Haemoglobin variants
Introduction
In this laboratory practical, we intended to determine the sickle cell disease individuals and distinguish them between individuals carrying the normal haemoglobin variant. This was performed through the implementation of the haemoglobin electrophoresis method that separated the individual’s haemoglobin variants in accordance to their molecular weight.
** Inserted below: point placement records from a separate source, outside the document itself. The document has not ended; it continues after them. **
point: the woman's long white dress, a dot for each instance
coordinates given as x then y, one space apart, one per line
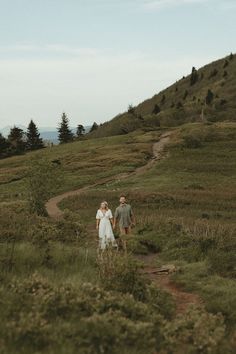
105 232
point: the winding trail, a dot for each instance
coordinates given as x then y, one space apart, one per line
182 299
52 205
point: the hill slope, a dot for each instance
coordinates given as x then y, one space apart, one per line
184 101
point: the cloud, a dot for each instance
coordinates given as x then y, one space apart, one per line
88 87
160 4
47 49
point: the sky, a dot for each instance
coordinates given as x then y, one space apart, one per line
92 58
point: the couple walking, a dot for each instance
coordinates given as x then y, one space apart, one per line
105 222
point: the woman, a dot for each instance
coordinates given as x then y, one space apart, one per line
103 225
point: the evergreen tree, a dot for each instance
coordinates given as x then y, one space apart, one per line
209 97
34 141
4 146
185 94
156 109
80 131
65 134
131 109
225 73
226 63
179 105
17 140
194 76
163 99
94 127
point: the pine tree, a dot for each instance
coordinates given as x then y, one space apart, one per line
80 131
156 109
226 63
65 134
185 94
34 141
179 105
94 127
163 99
194 76
4 146
17 141
209 97
131 109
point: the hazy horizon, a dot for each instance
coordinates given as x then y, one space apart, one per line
92 59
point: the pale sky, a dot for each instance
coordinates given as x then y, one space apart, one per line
91 58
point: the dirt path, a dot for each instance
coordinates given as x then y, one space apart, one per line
158 148
182 298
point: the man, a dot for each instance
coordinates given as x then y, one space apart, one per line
125 216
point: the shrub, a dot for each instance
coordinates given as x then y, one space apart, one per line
194 332
192 141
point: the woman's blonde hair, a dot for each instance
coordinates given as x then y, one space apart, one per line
106 204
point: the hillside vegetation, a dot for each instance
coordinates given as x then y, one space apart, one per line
210 90
57 296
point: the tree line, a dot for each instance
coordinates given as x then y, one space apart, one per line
18 141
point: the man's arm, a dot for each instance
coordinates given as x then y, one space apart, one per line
116 215
132 217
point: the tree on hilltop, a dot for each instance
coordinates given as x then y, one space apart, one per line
65 134
16 139
131 109
80 131
209 97
156 109
93 127
4 146
194 76
33 141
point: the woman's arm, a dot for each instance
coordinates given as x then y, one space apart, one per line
97 223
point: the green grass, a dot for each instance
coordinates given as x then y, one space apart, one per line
82 162
223 87
185 210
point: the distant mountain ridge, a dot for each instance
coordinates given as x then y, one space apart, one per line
46 133
208 93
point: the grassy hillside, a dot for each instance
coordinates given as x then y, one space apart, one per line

The haemoglobins are the main cells of human’s blood and are very important in the transportation of oxygen from the lungs to the body’s tissues. They are also involved in the transportation of other waste gases, such as carbon dioxide. A single haemoglobin molecule has the potential to carry up to four oxygen molecules. In fact, the oxygen-binding efficiency of haemoglobin was found to be 1.34 ml per one gram, this is according to the findings of a study that compared the binding-capacity of haemoglobin in healthy and diseases patients (De villota et al., 5545). However, haemoglobin’s oxygen binding efficiency is highly dependent on the type of haemoglobin. For example, HbF (α2γ2) is a physiological haemoglobin that makes up most of foetuses erythrocytes and it has a much greater oxygen-binding capacity due to its molecular structure and charge. A foetal haemoglobin is only normal when it is found in foetal stages of life, otherwise it has the potential to cause a disease if it is found at different stages of life and it is greater than the expected adult amount that is zero to one per cent of the total haemoglobin. Other abnormal haemoglobins can be found in individuals and their existence has been attributed to genetic mutations on the genes they are encoded from. The presence of abnormal haemoglobins can cause very serious diseases that are termed haemoglobinopathies (Wajcman and Moradkhani, 2011).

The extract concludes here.